Et moi, si son devoir, si ma foi ne l'arrête,
S'il ose quelque jour me demander ma tête.....
Je ne m'explique point, Osmin; mais je prétends
Que du moins il faudra la demander long-tems.
Je sais rendre aux sultans de fideles services;
Mais je laisse au vulgaire adorer leurs caprices,
Et ne me pique point du scrupule insensé,
De bénir mon trépas quand ils l'ont prononcé.

Combien de vérités historiques dans ces vets!

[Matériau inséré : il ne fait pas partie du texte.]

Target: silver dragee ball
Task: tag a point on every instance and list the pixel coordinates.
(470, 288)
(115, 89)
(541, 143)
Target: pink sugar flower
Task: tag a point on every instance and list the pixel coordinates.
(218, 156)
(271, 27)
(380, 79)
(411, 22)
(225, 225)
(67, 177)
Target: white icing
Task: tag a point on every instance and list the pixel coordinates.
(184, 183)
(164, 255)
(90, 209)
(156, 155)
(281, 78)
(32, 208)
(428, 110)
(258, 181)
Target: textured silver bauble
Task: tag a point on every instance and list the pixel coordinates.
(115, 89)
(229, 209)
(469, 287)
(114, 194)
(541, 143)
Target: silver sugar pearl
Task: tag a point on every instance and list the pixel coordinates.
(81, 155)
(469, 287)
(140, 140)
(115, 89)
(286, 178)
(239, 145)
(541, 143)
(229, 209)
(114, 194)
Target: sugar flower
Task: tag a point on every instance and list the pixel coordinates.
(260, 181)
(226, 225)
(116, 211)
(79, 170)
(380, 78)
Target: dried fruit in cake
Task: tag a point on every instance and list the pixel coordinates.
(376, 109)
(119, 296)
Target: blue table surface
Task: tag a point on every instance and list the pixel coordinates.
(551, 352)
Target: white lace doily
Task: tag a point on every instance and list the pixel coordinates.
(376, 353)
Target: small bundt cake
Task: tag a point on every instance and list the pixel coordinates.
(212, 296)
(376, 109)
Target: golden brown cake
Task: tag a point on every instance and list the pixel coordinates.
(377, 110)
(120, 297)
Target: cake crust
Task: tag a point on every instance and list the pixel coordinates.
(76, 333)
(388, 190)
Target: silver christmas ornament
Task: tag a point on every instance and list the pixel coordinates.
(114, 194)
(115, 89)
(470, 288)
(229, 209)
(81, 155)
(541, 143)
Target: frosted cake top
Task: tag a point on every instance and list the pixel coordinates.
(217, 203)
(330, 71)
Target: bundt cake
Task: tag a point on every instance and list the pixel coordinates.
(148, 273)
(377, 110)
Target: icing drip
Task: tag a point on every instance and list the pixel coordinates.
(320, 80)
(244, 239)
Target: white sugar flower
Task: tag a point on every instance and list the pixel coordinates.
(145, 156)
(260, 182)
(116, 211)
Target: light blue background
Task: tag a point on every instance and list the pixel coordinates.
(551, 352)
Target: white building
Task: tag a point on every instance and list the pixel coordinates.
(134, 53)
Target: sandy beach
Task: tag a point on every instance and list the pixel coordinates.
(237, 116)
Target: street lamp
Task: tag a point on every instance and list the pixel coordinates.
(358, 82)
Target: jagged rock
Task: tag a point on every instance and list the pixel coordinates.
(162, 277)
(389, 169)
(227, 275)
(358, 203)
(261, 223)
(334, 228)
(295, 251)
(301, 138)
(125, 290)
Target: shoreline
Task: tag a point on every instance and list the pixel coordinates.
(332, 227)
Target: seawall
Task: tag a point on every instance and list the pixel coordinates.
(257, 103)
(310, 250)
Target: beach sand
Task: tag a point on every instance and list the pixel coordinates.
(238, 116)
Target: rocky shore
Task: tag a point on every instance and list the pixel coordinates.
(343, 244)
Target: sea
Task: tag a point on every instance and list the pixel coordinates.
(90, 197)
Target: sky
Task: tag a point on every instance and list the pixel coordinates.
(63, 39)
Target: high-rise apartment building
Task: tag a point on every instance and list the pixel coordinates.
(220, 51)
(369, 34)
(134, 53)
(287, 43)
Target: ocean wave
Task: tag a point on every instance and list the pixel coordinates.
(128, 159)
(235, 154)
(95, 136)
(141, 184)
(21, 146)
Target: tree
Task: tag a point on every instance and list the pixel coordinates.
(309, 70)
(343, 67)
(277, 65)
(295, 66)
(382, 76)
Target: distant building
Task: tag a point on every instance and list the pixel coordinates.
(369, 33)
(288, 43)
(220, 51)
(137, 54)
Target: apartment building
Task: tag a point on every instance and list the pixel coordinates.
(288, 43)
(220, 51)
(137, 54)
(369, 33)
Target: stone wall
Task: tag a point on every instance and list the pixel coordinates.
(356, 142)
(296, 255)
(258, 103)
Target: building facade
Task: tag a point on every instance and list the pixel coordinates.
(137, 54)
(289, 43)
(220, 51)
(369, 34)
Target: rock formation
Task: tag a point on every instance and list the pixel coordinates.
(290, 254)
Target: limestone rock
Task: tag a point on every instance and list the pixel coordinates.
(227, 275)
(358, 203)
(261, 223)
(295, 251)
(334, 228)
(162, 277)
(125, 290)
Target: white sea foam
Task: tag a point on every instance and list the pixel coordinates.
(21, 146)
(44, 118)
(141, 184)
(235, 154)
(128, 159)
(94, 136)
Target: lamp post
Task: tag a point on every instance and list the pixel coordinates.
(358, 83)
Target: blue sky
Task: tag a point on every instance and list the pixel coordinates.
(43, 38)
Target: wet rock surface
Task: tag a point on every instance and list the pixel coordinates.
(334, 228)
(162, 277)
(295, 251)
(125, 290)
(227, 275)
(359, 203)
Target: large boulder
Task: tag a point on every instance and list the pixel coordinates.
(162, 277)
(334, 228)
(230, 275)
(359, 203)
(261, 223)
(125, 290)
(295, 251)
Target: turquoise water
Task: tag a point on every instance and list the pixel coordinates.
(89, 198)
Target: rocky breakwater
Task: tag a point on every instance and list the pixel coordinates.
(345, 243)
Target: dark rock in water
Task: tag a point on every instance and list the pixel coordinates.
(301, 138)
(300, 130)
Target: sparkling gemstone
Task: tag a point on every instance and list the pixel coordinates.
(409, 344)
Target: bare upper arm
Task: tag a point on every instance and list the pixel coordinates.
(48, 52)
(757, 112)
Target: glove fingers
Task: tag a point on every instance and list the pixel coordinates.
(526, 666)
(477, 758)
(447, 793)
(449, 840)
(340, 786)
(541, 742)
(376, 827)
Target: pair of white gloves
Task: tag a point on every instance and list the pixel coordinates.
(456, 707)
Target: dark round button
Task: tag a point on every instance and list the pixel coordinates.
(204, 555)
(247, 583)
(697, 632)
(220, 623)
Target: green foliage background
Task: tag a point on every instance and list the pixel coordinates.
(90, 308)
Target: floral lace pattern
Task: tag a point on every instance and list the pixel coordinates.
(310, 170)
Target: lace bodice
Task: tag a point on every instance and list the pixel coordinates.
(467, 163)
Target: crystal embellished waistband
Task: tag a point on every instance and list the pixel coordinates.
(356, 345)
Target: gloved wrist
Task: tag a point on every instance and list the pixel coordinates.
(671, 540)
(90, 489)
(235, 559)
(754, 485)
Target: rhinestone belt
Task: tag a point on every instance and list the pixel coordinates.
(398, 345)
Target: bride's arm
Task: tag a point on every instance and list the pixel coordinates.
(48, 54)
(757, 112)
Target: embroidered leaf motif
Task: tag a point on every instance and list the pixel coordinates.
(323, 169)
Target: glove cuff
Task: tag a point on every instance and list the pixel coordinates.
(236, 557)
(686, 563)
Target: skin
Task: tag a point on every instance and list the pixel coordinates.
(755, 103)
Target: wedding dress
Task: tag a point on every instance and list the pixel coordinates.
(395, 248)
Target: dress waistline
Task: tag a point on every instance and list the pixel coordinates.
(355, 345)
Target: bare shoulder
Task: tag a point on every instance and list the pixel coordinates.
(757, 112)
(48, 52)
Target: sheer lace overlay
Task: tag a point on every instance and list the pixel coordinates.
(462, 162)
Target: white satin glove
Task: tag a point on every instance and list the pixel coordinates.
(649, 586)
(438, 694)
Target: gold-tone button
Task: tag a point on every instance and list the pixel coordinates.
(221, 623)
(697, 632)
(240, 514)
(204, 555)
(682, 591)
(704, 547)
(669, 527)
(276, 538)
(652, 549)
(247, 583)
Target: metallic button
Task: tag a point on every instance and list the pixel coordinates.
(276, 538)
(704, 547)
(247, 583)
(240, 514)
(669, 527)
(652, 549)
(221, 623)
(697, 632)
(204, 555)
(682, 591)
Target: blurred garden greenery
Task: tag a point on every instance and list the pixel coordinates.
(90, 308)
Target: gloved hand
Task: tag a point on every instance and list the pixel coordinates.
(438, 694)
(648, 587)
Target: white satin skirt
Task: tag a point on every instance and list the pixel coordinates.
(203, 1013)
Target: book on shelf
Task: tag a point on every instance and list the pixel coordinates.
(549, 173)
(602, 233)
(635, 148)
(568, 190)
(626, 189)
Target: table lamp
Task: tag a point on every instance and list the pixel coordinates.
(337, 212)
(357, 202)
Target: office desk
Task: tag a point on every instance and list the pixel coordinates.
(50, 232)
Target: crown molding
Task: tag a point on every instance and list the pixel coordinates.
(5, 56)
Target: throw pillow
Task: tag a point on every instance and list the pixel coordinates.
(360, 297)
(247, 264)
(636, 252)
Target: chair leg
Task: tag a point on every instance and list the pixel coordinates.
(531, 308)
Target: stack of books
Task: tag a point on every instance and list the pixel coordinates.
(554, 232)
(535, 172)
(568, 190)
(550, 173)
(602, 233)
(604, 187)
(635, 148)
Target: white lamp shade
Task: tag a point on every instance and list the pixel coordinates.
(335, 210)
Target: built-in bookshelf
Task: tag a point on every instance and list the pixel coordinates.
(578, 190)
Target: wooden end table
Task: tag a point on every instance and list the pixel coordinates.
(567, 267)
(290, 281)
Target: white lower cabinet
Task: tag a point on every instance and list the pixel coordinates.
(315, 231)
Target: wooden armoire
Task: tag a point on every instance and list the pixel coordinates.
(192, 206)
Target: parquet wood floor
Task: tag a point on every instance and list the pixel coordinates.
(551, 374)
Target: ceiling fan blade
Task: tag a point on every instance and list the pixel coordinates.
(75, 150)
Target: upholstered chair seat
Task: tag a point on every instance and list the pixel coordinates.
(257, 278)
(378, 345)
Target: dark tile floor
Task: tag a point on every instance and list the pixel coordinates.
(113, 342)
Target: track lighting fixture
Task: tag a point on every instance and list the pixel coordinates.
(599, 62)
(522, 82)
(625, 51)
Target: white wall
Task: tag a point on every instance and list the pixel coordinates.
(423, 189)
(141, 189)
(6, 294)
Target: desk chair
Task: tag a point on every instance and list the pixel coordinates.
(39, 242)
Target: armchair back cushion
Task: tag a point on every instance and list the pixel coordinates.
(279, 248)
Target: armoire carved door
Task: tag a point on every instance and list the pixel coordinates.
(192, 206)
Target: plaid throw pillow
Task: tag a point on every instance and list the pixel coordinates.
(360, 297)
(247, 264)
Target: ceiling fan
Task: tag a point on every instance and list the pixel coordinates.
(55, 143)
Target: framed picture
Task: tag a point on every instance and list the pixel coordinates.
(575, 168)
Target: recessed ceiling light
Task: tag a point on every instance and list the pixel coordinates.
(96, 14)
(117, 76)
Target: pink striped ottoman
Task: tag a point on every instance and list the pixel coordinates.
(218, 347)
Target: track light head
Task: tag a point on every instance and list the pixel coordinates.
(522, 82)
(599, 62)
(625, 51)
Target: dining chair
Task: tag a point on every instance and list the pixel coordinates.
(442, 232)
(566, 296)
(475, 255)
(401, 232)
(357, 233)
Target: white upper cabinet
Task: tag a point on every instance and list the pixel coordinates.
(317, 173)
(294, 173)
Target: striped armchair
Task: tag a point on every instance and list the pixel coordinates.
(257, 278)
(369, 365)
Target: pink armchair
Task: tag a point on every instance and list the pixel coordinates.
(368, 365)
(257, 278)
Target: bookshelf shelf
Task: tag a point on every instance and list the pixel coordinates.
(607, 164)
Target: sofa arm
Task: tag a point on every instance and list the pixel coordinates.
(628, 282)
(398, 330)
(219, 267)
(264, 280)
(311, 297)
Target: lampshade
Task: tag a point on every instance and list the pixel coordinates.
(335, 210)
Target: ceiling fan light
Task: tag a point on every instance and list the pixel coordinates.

La fin tragique de presque tous les visirs, leur dépouille portée au trésor des sultans, qui ont le droit d'hériter de quiconque a été chargé d'une administration; la coutume d'envoyer le lacet à ces victimes du despotisme, de leur demander leur tête, suivant l'expression du poète, et le dévoûment religieux des Turcs, qui leur fait regarder la volonté du sultan comme un ordre du ciel. Je demande si un homme qui ne connaîtrait cette partie des mœurs turques que par les vers de Racine, n'en aurait pas une idée très-fidelle; et la piece est pleine de morceaux semblables,

Voilà donc de ces lieux ce qui m'ouvre l'entrée,
Et comme enfin Roxane à mes yeux s'est montrée.
Invisible d'abord elle entendait ma voix,

Et craignait du serrail les rigoureuses lois.

Mais

Mais enfin, bannissant cette importune crainte
Qui dans nos entretiens jetait trop de contrainte,
Elle-même a choisi cet endroit écarté,

Où nos cœurs à nos yeux parlent en liberté.
Par un chemin obscur une esclave me guide,
Et..... Mais on vient. C'est elle et sa chere Atalide.

Cette scene est d'une étendue peu ordinaire au théâtre; elle a plus de deux cents vers; elle n'est point passionnée; ce n'est qu'une simple exposition, c'est-à-dire, ce qu'on entend avec le moins d'intérêt et ce que la plupart des spectateurs, aujourd'hui surtout, voudraient qu'on abrégât le plus qu'il est possible; et cependant elle ne paraît pas trop longue, parce qu'il n'y a rien d'inutile. On a vu tout ce qu'elle contient de choses: il serait bien plus long de détailler les beautés de style. Un commentaire fait dans cet esprit, tiendrait plus de place que l'ouvrage.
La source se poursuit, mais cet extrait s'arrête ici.